The Wolf Who Cried Rain

The Wolf Who Cried Rain

Having lost World War II because of the Allies’ superior weather forecast capabilities, Germany was anxious for success on the weather front. On any front, really, as long as it wasn’t one of the military kind.

But how could they possibly trump the breakthrough of the home weather station network? Meteorologists agreed that mapping and forecasting global weather was now so accurate it couldn’t conceivably be improved (until the advent of the weather satellite, to be deconstructed later).

But if they could not just predict, but create weather, that would surely put Germany back on the map. And so the Germans set out to make weather –rain, to be precise.

The Americans were trying the same thing. After some initial disappointment when their scientists debunked the old Native American rain dance, a non-native American of German origin, Vincent Schaefer, proposed an alternative –scientific- method in 1946: cloud seeding.

Cloud seeding involved sending up aircraft to disperse particles in the atmosphere in order to form clouds and eventually rain. The Germans found this idea bordering on Icarian hubris and took their research in a more down-to-earth direction (also, after WW II, the Luftwaffe had been disbanded).

A little-known workshop in Saarbrücken, Wolf Geräte, was given the task to design a rainmaking machine that wouldn’t require aircraft, zeppelins or swallows carrying coconuts. Although this prestigious project was of utmost importance to Germany, there was no official budget, as rebuilding Europe was higher on the world’s agenda. This –combined with the proverbial German Gründlichkeit- meant it would take till 1970 for the first rainmaker to become operational.

But it had been worth the wait!

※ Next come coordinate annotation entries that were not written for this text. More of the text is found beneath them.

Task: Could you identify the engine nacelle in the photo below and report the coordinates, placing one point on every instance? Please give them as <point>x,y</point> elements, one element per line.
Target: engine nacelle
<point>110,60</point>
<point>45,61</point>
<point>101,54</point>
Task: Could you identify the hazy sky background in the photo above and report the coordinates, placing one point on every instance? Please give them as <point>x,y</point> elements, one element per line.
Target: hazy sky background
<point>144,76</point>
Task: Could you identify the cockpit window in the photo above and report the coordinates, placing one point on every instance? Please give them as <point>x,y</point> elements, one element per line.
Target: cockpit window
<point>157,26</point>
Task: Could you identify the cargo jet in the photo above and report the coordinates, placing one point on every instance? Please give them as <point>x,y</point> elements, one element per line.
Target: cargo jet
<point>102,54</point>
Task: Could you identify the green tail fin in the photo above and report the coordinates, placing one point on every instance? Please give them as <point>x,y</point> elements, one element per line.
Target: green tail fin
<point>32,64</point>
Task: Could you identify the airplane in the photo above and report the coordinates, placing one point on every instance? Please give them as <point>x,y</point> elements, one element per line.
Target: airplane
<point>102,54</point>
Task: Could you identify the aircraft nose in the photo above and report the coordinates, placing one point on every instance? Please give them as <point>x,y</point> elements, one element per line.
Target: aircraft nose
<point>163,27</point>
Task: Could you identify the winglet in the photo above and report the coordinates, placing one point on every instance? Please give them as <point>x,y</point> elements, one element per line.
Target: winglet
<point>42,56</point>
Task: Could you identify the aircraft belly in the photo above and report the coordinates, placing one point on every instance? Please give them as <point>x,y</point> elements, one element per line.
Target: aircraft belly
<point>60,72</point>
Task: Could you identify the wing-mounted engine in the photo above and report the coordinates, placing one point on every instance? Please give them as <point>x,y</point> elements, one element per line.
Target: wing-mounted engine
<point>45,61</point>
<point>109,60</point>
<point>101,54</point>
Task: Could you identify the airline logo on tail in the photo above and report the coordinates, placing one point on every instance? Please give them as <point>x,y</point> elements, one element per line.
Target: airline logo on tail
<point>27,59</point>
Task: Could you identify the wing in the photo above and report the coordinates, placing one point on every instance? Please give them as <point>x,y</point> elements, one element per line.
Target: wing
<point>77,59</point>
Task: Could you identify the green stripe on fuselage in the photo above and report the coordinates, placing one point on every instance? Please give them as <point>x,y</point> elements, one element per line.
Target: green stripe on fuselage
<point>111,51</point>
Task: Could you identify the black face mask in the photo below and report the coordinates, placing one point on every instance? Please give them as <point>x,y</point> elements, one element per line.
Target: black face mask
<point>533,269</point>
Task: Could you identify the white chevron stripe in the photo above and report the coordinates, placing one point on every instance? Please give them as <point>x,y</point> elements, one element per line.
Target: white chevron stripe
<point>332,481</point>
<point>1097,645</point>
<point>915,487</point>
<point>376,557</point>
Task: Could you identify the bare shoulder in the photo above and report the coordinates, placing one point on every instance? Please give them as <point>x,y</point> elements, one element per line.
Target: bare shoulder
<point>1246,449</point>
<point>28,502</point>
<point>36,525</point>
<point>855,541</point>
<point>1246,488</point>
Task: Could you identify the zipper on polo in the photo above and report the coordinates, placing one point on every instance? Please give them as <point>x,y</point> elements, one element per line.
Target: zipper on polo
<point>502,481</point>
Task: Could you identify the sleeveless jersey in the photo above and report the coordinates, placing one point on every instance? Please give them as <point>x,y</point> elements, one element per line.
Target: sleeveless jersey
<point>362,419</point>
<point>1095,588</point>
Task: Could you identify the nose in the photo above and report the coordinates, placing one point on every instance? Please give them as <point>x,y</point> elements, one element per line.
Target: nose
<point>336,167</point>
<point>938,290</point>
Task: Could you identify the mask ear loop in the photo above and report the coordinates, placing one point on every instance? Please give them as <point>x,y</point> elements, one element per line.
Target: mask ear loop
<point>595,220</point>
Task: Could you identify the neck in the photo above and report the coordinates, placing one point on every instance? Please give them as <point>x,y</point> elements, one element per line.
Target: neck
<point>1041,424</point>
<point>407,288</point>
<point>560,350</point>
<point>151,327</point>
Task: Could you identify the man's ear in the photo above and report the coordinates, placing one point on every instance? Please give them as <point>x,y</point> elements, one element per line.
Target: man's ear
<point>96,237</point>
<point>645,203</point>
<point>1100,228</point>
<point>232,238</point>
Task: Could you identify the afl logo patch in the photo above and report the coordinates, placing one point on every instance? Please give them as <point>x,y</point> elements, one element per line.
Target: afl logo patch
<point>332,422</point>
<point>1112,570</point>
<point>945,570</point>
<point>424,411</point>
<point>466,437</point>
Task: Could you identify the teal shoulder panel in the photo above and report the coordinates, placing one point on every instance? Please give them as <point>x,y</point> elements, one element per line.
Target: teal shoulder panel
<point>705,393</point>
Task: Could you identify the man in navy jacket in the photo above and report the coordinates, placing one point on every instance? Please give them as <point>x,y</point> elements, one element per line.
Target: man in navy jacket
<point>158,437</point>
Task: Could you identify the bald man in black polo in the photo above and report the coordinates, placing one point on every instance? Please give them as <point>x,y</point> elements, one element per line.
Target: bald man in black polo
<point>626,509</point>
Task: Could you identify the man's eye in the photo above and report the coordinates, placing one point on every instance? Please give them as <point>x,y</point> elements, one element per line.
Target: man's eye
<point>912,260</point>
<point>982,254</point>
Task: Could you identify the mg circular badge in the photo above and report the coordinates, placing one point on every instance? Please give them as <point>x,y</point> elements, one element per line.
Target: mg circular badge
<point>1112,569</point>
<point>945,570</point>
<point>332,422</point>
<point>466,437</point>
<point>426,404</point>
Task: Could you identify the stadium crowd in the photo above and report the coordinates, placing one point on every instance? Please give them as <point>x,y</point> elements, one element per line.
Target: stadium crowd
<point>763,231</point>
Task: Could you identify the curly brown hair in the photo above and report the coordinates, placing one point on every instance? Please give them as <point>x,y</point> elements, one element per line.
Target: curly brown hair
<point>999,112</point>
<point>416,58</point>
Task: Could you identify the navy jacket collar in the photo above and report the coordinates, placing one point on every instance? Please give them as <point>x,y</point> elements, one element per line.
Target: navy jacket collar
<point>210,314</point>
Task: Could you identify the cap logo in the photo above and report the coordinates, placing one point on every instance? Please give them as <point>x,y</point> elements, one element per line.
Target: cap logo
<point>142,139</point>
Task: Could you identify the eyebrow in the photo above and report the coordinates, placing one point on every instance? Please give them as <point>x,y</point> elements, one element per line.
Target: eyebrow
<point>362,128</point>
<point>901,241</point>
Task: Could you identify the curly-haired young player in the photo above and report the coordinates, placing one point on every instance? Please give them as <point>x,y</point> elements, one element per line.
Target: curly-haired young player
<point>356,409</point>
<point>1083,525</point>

Wolf’s Bodenstehende Regenmachmaschine (ground-based rain-making machine) could produce convincing showers without leaving the ground, and it ran on nothing more than water. Also, it proved far cheaper and more effective than Mr Schaefer’s cloud seeding method. Germany had finally saved face and gotten their revenge for the lost war.

Ironically, Schaefer is German for ‘shepherd’, so in the end, the shepherd had been beaten by the wolf (Wolf is German for ‘wolf’).